AdamDhahabi@alien.top · 10 months ago

RAG - Vectara's Hallucination leaderboard

Wonderful_Ad_5134@alien.top · 10 months ago

“llama2 7b > llama2 13b”

lol

LoSboccacc@alien.top · 10 months ago

Oof 3% is a lot

FullOf_Bad_Ideas@alien.top · 10 months ago

I don’t think they actually tested base models.

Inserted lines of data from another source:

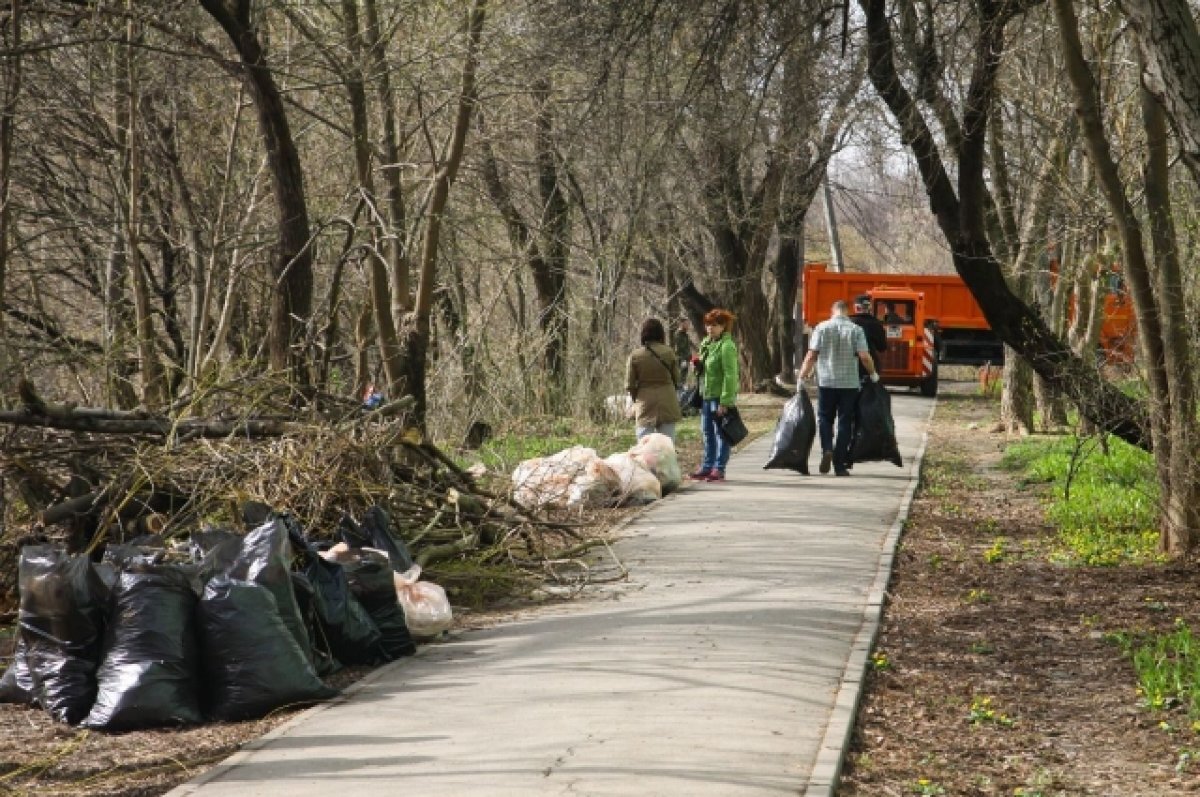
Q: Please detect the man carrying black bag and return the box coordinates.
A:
[846,293,888,471]
[800,299,880,477]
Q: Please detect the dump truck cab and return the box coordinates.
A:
[866,286,938,396]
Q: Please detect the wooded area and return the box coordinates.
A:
[0,0,1200,555]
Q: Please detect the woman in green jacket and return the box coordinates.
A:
[690,307,738,481]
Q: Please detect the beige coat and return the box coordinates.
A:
[625,343,683,426]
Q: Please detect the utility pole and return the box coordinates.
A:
[821,168,846,274]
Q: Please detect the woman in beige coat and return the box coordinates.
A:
[625,318,683,443]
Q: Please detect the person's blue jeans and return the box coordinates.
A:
[700,399,731,473]
[817,388,858,471]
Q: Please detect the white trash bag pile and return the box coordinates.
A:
[512,433,683,508]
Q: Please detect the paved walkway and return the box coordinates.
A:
[170,394,931,797]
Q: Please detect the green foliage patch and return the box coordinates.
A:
[1003,436,1158,567]
[1117,619,1200,721]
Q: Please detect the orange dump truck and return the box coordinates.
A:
[800,263,1133,396]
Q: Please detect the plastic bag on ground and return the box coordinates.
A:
[566,457,620,508]
[361,507,413,573]
[18,545,109,725]
[199,576,337,720]
[629,432,683,496]
[83,559,203,731]
[0,634,35,706]
[192,514,312,655]
[392,564,454,639]
[292,570,342,678]
[341,549,416,659]
[512,445,600,508]
[605,453,662,507]
[850,382,904,467]
[762,388,817,475]
[282,514,389,665]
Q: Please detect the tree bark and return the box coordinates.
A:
[0,0,23,408]
[397,0,486,430]
[200,0,313,386]
[1120,0,1200,185]
[1141,76,1200,553]
[859,0,1152,449]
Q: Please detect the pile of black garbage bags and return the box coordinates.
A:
[0,504,416,731]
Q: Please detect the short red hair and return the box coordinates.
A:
[704,307,734,331]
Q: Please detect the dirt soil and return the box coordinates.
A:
[838,385,1200,797]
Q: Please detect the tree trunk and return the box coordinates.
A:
[1121,0,1200,185]
[200,0,313,386]
[1141,78,1200,555]
[116,18,167,409]
[1000,346,1033,437]
[0,0,23,405]
[1054,0,1195,547]
[859,0,1152,449]
[396,0,485,430]
[530,79,571,414]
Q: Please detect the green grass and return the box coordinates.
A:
[1120,619,1200,720]
[1003,437,1158,567]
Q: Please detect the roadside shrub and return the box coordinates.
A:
[1003,436,1158,567]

Look at the description of their methods - they don’t run the models themselves, they only use public apis They say they used mistral-instruct, not Mistral. Those are not the same models, you shouldn’t put “Mistral” in the table if you ran tests on “Mistral-Instruct”. There is no information what actual model was used for llama test, or the output of the test. I suspect that they used llama-2-chat models which were RHLFed. Mistral Instruct is not RHLFed. It’s likely that RHLF can reduce hallucination rate and we are seeing it’s effects.

aaronr_90@alien.top · 10 months ago

Noob question: What is the recommended method to interact with a non finetuned/chat model?

Distinct-Target7503@alien.top · 10 months ago

How is possible that Llama2 13B and 7B have lower hallucination rate than Claude?